Search code examples
azure-service-fabric

Service fabric reliable dictionary performance with 1 million keys


I am evaluating the performance of Service Fabric with a Reliable Dictionary of ~1 million keys. I'm getting fairly disappointing results, so I wanted to check if either my code or my expectations are wrong.

I have a dictionary initialized with dict = await _stateManager.GetOrAddAsync<IReliableDictionary2<string, string>>("test_"+id);

id is unique for each test run.

I populate it with a list of strings, like "1-1-1-1-1-1-1-1-1", "1-1-1-1-1-1-1-1-2", "1-1-1-1-1-1-1-1-3".... up to 576,000 items. The value in the dictionary is not used, I'm currently just using "1".

It takes about 3 minutes to add all the items to the dictionary.
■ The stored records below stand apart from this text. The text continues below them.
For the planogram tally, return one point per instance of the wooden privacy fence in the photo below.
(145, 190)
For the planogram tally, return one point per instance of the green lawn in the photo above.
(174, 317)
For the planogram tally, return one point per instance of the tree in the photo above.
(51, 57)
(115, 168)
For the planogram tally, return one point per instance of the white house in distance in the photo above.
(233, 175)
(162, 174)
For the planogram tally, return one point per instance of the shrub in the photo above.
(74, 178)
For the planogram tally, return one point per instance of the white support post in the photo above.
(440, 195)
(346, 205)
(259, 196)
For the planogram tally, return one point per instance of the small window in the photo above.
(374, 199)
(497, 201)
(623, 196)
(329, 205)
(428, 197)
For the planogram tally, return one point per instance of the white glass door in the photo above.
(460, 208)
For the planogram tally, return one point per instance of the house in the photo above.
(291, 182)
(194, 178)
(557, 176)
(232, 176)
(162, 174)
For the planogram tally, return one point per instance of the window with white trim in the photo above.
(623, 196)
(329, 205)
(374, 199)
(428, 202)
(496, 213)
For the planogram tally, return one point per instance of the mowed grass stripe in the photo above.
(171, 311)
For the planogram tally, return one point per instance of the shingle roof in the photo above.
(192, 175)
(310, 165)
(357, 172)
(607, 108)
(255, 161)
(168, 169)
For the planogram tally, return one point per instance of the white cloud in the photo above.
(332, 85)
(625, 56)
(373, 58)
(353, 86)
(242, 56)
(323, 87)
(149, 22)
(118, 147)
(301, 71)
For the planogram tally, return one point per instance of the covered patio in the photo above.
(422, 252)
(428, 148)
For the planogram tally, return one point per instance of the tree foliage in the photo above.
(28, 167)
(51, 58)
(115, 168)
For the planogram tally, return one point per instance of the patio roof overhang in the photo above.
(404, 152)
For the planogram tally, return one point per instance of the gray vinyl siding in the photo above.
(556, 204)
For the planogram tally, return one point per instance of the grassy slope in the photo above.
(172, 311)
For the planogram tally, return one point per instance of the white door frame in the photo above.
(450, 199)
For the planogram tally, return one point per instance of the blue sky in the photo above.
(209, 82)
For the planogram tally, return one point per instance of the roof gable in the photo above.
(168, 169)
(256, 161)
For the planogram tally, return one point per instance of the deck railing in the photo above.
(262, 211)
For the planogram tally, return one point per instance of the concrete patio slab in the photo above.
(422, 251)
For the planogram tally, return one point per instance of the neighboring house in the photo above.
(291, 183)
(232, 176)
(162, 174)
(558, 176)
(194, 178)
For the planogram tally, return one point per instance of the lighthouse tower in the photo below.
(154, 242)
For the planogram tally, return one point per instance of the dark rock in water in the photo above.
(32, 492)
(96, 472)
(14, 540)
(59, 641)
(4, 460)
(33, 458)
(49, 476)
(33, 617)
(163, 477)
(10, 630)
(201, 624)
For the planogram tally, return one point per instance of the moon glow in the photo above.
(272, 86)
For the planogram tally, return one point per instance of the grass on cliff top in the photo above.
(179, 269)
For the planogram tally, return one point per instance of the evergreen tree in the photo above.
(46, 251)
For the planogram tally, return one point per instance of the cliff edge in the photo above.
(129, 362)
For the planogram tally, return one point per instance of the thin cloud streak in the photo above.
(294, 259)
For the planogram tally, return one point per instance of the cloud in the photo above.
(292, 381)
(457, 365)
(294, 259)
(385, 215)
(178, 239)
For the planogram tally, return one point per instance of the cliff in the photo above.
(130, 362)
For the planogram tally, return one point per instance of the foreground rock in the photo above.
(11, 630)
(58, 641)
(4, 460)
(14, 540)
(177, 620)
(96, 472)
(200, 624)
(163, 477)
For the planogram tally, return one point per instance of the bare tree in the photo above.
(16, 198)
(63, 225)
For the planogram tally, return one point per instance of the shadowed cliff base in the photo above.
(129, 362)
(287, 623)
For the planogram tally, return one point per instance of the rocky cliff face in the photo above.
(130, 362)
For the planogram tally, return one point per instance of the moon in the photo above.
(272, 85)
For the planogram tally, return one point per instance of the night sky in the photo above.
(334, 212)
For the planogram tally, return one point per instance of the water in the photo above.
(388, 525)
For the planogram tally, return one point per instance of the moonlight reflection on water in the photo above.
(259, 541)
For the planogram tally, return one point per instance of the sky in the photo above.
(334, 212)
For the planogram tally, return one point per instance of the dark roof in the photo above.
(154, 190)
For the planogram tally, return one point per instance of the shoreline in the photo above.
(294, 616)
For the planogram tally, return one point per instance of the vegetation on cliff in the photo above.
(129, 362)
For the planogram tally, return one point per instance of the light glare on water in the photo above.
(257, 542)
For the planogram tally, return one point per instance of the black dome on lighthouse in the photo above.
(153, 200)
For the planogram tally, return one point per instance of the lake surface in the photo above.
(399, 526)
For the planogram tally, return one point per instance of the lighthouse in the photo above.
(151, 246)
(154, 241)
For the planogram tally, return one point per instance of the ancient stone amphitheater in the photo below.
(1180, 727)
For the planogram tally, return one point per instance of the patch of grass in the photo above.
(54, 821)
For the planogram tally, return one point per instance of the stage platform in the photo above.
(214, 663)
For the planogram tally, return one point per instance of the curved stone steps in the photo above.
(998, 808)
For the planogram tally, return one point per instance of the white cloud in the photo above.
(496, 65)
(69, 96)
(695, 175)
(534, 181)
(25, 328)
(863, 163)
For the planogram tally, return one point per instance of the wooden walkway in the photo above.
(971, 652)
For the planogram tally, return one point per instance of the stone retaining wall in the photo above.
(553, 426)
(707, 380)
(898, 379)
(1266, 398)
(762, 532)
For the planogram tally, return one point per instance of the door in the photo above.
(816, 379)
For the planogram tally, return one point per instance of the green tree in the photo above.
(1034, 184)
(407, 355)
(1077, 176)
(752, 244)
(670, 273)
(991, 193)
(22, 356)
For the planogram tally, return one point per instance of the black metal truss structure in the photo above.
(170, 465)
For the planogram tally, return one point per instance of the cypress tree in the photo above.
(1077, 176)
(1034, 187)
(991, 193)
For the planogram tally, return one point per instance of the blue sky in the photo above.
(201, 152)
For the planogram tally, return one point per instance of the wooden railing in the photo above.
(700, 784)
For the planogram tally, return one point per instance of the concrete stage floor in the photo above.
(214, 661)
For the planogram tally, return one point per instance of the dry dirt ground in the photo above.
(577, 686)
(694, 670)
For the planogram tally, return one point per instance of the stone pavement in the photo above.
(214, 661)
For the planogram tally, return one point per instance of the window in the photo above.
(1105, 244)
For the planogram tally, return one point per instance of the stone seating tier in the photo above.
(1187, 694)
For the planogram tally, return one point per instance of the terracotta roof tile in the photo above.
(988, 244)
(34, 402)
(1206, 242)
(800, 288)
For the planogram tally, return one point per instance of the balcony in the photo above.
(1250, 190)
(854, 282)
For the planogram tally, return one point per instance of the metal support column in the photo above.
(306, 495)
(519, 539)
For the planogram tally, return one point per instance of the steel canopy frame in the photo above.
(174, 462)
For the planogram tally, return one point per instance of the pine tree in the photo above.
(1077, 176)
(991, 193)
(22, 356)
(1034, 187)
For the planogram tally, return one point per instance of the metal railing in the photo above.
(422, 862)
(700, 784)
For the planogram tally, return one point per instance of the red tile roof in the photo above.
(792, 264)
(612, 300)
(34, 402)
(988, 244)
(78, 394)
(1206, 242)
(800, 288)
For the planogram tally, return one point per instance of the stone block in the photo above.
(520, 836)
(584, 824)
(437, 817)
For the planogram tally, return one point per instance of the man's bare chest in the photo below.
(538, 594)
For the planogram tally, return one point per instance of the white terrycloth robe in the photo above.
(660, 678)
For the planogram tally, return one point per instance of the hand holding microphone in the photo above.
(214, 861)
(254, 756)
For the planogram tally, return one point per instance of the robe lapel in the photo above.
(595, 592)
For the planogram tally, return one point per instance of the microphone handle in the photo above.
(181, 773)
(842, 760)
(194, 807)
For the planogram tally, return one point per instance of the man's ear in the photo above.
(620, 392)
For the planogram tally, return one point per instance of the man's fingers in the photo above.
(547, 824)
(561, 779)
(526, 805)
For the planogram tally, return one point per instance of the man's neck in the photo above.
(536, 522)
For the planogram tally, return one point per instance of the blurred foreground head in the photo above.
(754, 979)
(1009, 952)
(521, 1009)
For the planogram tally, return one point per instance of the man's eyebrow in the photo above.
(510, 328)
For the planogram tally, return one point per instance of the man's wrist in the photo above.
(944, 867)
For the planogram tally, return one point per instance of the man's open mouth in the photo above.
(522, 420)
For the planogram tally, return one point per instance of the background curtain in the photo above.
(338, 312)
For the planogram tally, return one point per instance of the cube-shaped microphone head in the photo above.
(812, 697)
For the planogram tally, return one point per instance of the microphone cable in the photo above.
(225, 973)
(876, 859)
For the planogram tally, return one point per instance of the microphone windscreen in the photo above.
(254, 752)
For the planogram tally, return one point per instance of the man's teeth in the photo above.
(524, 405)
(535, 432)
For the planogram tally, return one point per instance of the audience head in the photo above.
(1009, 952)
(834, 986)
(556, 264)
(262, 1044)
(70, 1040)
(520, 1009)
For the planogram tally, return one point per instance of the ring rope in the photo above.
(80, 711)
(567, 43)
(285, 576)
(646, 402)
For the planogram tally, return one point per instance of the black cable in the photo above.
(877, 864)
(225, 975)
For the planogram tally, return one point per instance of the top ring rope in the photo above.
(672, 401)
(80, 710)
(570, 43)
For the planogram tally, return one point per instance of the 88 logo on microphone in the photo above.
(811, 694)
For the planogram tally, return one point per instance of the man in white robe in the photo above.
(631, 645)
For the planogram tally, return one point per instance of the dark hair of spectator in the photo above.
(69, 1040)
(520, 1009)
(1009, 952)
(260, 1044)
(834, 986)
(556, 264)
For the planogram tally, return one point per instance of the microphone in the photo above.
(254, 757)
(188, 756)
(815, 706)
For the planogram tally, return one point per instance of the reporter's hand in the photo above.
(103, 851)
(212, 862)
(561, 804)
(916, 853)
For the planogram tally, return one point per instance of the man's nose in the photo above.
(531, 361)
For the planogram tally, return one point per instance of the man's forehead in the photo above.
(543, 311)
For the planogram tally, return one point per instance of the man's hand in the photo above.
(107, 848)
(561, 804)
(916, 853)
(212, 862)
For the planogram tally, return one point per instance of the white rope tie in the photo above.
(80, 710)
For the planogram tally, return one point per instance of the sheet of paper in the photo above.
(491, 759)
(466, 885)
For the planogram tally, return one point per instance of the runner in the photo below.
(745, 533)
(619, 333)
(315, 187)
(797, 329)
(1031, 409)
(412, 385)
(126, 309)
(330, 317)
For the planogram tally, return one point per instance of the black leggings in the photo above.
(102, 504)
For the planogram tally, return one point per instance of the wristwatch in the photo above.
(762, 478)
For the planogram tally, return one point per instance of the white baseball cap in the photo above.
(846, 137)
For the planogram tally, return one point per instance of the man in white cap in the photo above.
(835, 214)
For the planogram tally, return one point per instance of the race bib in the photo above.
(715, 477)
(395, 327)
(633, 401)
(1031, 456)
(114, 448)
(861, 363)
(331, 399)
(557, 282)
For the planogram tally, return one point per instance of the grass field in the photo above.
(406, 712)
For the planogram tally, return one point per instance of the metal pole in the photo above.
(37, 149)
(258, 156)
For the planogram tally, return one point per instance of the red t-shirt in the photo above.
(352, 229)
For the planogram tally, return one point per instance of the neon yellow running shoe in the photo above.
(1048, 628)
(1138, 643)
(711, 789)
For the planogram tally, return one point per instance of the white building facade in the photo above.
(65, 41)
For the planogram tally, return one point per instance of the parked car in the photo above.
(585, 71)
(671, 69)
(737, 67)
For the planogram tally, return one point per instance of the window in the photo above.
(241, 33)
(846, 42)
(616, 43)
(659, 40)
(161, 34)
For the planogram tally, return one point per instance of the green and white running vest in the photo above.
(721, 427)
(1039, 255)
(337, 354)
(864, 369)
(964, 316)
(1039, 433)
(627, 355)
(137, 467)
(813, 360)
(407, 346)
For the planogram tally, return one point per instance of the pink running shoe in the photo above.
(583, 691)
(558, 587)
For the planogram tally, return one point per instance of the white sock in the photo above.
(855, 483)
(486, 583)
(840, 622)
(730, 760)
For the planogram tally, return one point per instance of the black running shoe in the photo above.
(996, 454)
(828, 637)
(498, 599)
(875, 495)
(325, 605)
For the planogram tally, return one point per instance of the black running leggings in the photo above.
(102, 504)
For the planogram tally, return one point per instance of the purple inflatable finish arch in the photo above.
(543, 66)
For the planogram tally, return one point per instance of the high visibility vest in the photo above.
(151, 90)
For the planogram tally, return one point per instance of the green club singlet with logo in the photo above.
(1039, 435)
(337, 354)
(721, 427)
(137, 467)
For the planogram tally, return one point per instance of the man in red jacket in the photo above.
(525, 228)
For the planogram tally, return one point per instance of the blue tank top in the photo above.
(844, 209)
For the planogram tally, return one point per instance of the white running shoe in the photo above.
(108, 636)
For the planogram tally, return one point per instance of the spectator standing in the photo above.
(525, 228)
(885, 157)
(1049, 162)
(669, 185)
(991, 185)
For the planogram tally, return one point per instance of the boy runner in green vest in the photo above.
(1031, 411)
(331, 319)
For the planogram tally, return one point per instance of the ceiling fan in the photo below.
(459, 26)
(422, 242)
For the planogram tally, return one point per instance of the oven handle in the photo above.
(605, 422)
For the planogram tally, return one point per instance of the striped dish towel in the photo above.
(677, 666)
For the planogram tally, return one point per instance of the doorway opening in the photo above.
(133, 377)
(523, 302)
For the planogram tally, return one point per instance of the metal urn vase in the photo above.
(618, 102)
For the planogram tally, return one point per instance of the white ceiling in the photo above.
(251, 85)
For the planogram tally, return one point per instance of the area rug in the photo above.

I have to split the transaction to 100,000 at a time, otherwise it seems to hang forever (is there a limit to the number of operations in a transaction before you need to CommitAsync()?)

//take100_000 is the next 100_000 in the original list of 576,000
using (var tx = _stateManager.CreateTransaction())
{
    foreach (var tick in take100_000) {
        await dict.AddAsync(tx, tick, "1");
    }
    await tx.CommitAsync();
}

After that, I need to iterate through the dictionary to visit each item:

using (var tx = _stateManager.CreateTransaction())
{

    var enumerator = (await dict.CreateEnumerableAsync(tx)).GetAsyncEnumerator();

    try
    {
        while (await enumerator.MoveNextAsync(ct))
        {
            var tick = enumerator.Current.Key;                
            //do something with tick                    
        }
    }
    catch (Exception ex)
    {
        throw ex;
    }
}

This takes 16 seconds.

I'm not so concerned about the write time, I know it has to be replicated and persisted. But why does it take so long to read? 576,000 17-character string keys should be no more than 11.5mb in memory, and the values are only a single character and are ignored. Aren't Reliable Collections cached in ram? To iterate through a regular Dictionary of the same values takes 13ms.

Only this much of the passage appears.